The lingua franca of ideas is natural language.
Usually tickets are written, code is changed. Updating existing documentation is an afterthought at best.
Personally I prefer any formal or semi-formal documentation (e.g. Swagger) over a Confluence page any time of the day.
For example, one could structure things where the English documentation is the deliverable. The code merely serves to actualize the document. In this world, we would consider the act of writing documentation of paramout importance, whereas the code is an implementation detail.
I think software as a discipline is distinctly undiscipled about these sorts of concepts.
Documentation is useful when it's job is to help understand why the code is the way it is, what problems are trying to be solved, and what constraints the devs had.
I realized one day that the specs, tests and how-to markdown documentation I wrote all used the same examples.
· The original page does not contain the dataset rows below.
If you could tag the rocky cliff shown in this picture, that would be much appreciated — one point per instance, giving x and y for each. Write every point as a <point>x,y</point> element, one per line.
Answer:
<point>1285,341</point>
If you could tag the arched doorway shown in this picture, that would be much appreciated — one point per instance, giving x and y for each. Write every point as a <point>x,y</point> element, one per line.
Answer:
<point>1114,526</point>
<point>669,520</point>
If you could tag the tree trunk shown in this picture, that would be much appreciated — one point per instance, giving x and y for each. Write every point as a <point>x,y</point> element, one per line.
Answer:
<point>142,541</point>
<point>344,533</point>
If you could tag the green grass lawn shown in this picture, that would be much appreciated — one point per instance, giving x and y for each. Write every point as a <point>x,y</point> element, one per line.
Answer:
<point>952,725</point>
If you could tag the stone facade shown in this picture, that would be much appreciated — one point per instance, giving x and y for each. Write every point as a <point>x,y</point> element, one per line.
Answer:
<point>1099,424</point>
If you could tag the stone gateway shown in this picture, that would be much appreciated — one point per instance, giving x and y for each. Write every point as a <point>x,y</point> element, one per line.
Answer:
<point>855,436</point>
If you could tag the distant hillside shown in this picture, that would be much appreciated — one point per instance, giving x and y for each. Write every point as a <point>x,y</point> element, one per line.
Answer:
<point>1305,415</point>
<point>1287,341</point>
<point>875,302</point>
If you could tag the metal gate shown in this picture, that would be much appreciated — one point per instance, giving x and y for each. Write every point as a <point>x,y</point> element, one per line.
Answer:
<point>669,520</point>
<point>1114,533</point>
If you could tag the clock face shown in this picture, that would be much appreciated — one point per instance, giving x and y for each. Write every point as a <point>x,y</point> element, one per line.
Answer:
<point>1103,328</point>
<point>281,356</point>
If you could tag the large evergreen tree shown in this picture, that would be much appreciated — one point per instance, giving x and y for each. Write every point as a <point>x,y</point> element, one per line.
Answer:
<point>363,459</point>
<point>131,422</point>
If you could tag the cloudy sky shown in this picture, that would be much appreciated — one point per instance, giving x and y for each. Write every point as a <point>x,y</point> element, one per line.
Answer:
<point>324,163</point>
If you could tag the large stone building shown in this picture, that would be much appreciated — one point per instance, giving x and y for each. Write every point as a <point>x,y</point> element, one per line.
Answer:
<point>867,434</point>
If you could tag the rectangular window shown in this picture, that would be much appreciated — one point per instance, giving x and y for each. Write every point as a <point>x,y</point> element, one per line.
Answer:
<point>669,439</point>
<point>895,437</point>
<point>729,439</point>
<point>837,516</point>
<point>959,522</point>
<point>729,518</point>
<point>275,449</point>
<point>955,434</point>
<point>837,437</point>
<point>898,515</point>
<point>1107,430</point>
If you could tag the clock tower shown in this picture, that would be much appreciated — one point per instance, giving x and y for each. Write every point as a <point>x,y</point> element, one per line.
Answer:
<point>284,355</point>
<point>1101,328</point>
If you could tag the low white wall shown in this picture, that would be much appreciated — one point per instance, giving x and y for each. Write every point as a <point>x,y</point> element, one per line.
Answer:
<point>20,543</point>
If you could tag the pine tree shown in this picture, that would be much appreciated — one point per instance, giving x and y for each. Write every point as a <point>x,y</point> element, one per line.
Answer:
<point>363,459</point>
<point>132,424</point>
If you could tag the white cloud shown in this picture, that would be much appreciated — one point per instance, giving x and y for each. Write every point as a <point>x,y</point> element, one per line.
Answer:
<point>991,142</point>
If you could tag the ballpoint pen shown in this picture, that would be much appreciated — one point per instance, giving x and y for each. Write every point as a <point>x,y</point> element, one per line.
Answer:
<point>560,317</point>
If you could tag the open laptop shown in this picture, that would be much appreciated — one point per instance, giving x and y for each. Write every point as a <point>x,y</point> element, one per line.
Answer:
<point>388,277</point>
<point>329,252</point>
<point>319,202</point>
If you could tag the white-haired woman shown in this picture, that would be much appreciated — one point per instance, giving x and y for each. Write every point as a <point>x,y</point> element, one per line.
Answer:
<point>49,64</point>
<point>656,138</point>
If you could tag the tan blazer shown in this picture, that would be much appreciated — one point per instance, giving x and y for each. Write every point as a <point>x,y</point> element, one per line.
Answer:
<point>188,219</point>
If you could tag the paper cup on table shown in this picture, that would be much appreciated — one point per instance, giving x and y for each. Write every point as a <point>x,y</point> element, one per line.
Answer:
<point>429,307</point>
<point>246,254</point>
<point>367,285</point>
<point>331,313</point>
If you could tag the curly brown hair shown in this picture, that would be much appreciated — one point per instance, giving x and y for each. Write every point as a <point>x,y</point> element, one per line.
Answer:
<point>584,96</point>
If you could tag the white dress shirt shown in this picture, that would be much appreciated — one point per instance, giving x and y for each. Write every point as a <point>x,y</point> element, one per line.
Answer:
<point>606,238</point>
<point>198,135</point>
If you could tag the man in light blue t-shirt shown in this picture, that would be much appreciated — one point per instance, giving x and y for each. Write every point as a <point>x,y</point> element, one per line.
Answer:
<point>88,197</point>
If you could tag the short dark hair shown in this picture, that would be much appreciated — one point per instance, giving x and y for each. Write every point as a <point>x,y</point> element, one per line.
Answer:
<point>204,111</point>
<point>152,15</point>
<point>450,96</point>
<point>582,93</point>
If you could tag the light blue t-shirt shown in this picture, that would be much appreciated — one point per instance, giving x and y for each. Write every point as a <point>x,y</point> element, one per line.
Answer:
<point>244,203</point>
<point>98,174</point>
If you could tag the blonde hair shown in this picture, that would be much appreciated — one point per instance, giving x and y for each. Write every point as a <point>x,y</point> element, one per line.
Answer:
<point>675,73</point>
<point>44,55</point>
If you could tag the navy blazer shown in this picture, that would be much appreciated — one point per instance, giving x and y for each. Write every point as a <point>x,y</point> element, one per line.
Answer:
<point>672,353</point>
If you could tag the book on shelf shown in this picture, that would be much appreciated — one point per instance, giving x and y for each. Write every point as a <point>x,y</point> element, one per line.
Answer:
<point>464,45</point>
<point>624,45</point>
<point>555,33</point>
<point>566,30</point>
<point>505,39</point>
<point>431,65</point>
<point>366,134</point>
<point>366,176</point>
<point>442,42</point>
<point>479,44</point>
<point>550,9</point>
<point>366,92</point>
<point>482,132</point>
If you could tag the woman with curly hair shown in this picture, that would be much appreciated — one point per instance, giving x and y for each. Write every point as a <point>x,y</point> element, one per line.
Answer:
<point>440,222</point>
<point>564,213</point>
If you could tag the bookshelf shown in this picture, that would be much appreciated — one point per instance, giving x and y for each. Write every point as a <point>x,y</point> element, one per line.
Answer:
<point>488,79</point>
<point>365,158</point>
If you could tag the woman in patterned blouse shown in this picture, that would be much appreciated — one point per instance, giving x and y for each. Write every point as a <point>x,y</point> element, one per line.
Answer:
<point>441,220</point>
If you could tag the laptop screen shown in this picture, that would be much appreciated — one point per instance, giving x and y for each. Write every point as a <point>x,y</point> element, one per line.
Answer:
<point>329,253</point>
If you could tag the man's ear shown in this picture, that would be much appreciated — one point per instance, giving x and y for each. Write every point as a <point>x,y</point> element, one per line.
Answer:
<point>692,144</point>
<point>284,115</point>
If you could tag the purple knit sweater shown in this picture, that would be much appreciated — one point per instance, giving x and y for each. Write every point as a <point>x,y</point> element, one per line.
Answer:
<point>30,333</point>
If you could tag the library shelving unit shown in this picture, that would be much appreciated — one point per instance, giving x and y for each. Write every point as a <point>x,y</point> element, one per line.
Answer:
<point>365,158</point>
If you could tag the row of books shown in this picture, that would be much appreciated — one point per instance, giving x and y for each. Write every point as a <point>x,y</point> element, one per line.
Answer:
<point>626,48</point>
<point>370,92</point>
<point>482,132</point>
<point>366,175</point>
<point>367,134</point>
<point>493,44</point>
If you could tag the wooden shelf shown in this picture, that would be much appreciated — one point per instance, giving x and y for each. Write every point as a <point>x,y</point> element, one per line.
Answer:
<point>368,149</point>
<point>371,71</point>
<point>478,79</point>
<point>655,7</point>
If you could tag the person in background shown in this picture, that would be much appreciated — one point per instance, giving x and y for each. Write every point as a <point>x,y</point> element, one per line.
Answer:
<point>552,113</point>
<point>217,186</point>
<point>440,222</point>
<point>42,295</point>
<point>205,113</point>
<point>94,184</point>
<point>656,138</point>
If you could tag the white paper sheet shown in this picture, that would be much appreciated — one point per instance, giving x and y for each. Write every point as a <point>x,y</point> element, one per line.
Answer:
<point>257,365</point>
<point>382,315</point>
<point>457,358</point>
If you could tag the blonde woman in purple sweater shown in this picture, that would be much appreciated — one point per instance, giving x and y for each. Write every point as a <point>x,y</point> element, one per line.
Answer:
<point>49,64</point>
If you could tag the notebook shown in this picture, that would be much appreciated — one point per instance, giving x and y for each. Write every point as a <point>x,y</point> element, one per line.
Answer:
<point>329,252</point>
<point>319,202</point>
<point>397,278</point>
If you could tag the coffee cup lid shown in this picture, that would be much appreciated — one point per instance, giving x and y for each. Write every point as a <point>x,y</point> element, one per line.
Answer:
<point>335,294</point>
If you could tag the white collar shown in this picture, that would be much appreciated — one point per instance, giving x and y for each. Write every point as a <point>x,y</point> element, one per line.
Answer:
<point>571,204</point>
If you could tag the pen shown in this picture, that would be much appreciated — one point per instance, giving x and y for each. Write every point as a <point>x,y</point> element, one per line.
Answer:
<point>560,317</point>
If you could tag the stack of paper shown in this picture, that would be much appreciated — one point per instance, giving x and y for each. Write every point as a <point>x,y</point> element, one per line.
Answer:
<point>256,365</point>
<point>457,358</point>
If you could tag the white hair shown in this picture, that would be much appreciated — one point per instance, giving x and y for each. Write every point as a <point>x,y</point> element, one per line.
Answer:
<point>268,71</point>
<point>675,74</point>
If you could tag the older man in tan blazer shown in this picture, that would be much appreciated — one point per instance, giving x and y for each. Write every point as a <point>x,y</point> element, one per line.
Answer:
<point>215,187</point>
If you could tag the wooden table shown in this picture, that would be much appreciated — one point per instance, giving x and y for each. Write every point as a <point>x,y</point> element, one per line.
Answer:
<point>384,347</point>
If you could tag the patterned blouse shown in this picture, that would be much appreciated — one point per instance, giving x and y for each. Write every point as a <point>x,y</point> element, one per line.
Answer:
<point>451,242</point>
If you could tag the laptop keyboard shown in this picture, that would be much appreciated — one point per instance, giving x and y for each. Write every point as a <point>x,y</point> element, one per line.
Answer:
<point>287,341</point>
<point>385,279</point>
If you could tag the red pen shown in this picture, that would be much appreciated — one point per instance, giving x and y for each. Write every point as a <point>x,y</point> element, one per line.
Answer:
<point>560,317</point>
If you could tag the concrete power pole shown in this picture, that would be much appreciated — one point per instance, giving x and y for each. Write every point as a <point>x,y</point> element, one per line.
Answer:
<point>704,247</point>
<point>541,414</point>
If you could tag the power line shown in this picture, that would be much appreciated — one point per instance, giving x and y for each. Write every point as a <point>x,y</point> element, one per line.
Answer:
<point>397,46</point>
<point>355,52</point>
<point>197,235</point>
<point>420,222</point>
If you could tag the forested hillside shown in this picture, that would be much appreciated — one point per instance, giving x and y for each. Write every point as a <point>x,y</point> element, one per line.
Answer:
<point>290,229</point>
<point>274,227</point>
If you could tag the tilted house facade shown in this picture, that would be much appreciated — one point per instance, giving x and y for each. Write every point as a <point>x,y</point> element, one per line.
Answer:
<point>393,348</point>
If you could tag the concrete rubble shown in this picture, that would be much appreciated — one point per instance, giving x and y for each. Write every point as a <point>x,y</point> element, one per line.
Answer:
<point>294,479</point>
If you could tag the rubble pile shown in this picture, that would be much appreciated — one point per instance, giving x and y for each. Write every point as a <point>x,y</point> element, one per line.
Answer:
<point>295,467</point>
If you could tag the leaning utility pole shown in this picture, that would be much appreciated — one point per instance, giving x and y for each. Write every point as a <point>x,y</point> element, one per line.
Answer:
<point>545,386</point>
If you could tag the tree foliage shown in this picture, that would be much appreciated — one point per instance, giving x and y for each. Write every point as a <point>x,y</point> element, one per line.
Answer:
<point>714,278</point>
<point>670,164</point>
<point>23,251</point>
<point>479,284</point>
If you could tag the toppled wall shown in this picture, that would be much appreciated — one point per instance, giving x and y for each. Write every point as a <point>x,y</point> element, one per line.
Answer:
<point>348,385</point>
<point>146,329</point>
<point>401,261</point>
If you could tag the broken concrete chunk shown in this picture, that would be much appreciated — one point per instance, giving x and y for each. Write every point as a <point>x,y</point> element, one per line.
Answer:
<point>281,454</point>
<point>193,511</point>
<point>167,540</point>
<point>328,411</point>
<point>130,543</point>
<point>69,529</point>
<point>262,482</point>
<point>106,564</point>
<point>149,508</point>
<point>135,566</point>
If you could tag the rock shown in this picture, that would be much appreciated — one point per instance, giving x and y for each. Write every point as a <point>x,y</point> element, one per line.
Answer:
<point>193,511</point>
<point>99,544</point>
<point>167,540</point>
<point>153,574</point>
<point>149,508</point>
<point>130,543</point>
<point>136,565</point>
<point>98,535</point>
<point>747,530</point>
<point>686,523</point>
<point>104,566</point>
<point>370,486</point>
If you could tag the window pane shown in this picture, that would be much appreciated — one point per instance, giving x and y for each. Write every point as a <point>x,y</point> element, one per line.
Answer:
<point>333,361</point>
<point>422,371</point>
From that I derived the idea to create a "spec" DSL that could both be run as a test and generate markdown (with screenshots, etc.) to make nice high level how-tos.
Cucumber has the same sort of idea but the DSL really isn't suitable.
Personally, I don't think documents have intent. People have intent. Sometimes they write down some words as an approximate way to communicate their intent in that moment. But if there is a conflict between the written document and the actual intent, it's the human intent that matters.
I also think that drift between written description and actual intent is good and desirable, because it usually means that the humans learned something about what actually needs to happen. So to the extent that documentation acts as leg irons for intent, I'm generally opposed to it. The faster our teams learn, the better the things we make.